The woolly rhinoceros was suited for icy environments. Their stocky legs and woolly fur made it easy for them to withstand freezing tundra conditions. Coelodonta antiquitatis were roughly 9 to 13 feet tall and weighed between 4,000 and 6,000 pounds. They had two keratin horns on the top of their skull and one prominent horn between their eyes for defense. These mammals were grazers and browsers, dining on foliage and other nutritious plants. Woolly rhinos are most closely related to the modern Sumatran rhinoceros.
Research shows that the wild horses living in North America were most likely wiped out by early humans. Toward the end of the Pleistocene era, the extinction of North American horses, mammoths and other large mammals coincided with the Ice Age. These horses, ancestors of modern donkeys, went extinct in North America, but somehow survived in Africa and Eurasia.
The subspecies of the modern horses we know today evolved in North America roughly 1 million to 2 million years ago. Horses began being domesticated by humans starting in 4,000 BC. Fossils indicate that the North American horses went extinct approximately 12,500 years ago.
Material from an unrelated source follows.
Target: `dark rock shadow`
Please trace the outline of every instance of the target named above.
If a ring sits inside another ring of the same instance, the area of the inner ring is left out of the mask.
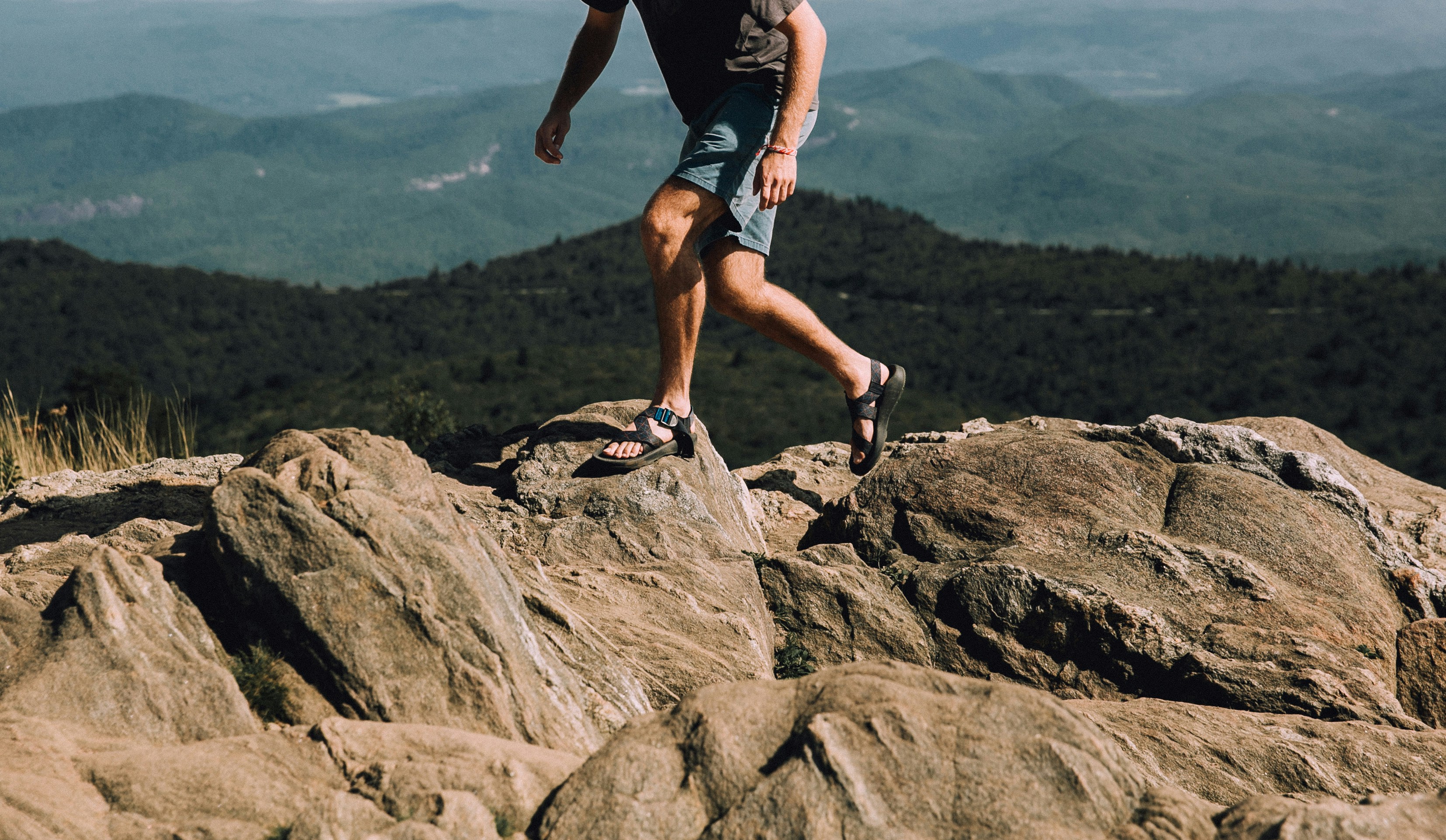
[[[132,519],[169,519],[200,525],[211,499],[211,486],[175,486],[161,481],[134,484],[113,493],[80,499],[64,497],[62,505],[42,502],[23,516],[0,523],[0,554],[17,545],[55,542],[67,533],[100,536]]]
It’s fascinating to imagine the landscape being overrun by majestic North American horses all those years ago.
Mastodons are distant relatives of the wooly mammoth. They migrated to North America via the Bering Strait land bridge roughly 15 million years ago. These creatures were prominent in North and Central America until they went extinct 10,00 years ago due to overharvesting by Clovis hunters.
Typically, mastodons traveled in herds and lived in cold spruce woodland areas. Their eating habits were very similar to modern elephants. They would browse and graze for mixed plants. The bulk of the mastodon diet was coniferous twigs. Mastodons in America had thick, shaggy coats like the wooly mammoth. Their tusks could reach over 16 feet in length and curved slightly upwards. These mammals reached heights up to 9 feet tall and weighed nearly 10 tons.
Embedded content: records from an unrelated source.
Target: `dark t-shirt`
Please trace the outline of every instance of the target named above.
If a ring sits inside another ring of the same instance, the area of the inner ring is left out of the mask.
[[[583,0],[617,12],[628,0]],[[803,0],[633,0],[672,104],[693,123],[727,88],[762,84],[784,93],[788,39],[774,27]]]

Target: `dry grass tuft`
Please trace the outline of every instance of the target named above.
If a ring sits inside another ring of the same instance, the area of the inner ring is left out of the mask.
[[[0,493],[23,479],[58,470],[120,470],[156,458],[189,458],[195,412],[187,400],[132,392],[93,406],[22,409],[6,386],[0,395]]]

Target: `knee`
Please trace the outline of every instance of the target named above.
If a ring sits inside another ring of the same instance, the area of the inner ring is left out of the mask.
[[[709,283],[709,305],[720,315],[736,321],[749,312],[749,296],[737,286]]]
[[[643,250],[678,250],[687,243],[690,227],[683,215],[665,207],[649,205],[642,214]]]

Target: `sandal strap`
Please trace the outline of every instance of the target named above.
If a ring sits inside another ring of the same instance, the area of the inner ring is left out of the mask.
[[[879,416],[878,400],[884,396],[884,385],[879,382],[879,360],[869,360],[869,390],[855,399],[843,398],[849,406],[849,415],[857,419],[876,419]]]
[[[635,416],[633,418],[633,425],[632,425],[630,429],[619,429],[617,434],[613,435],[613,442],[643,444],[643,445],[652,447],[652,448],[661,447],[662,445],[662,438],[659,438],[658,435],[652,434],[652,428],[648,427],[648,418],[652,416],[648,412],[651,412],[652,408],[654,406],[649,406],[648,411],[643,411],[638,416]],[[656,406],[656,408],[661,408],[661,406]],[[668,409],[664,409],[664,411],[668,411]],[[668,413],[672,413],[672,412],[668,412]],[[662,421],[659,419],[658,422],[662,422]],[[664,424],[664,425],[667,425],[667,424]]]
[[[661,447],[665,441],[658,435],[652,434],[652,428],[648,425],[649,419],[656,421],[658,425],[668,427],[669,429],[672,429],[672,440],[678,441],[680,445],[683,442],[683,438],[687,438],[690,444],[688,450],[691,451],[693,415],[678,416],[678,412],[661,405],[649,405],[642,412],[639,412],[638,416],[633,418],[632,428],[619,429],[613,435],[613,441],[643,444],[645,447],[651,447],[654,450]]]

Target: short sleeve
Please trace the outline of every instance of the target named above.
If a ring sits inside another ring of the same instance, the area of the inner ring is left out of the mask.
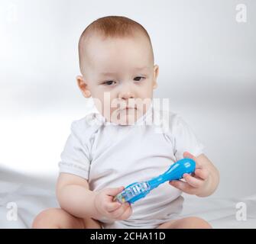
[[[90,149],[82,138],[86,134],[83,127],[76,120],[71,124],[71,132],[67,138],[59,162],[60,173],[70,173],[88,179],[90,166]],[[89,141],[89,140],[88,140]]]
[[[203,153],[204,145],[184,120],[177,114],[172,114],[170,117],[170,132],[176,159],[183,159],[184,152],[189,152],[196,157]]]

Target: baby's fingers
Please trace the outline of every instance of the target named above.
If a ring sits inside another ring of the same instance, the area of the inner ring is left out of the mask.
[[[128,207],[128,208],[126,208],[125,212],[118,217],[118,220],[127,220],[128,218],[129,218],[131,214],[132,214],[132,208],[131,207]]]
[[[189,185],[196,188],[199,188],[203,183],[203,180],[193,177],[189,174],[184,174],[183,178]]]

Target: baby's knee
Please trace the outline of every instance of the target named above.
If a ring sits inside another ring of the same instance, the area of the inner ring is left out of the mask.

Known as Smilodon, the saber-toothed tiger most commonly lived in North, South and Central America during the Pleistocene epoch. These animals are notable for their large canine teeth that extend from their mouth. The teeth were used to capture and kill prey quickly and could be as long as 1 foot.
Most saber-toothed tigers are roughly the size of modern cats and built compactly. They had shorter spines, feet, and tails than most felines. Comparable to a jaguar, saber-toothed tigers weighed between 120 and 220 pounds. These mammals were considered apex predators and preyed on large mammals. Bison, pig-like animals called Platygonus and a llama-related creature called Hemiauchenia were targets of the cunning saber-toothed tiger. The dire wolf and American lion were competitors of the saber-toothed tiger. Although it’s named tiger, this mammal is not related to tigers or other modern cats.
Related to modern dragonflies, the Meganeura is the biggest predatory flying insect ever discovered. Its wingspan reaches from 25 to 28 inches. This terrifying insect lived on Earth roughly 300 million years ago. Higher oxygen concentrations in prehistoric times made it possible for this bug to breathe enough to support its size. Luckily, we don’t have to worry about encountering these bugs that are one quarter the size of a human!
Additionally, a lack of predators contributed to the Meganeura being able to evolve to be so large. Scientists also believe that because they were developed in water before appearing on land as adults, they were more equipped to handle high oxygen levels. Meganeura was a predatory species and feasted on other insects. It’s also possible that they ate small amphibians.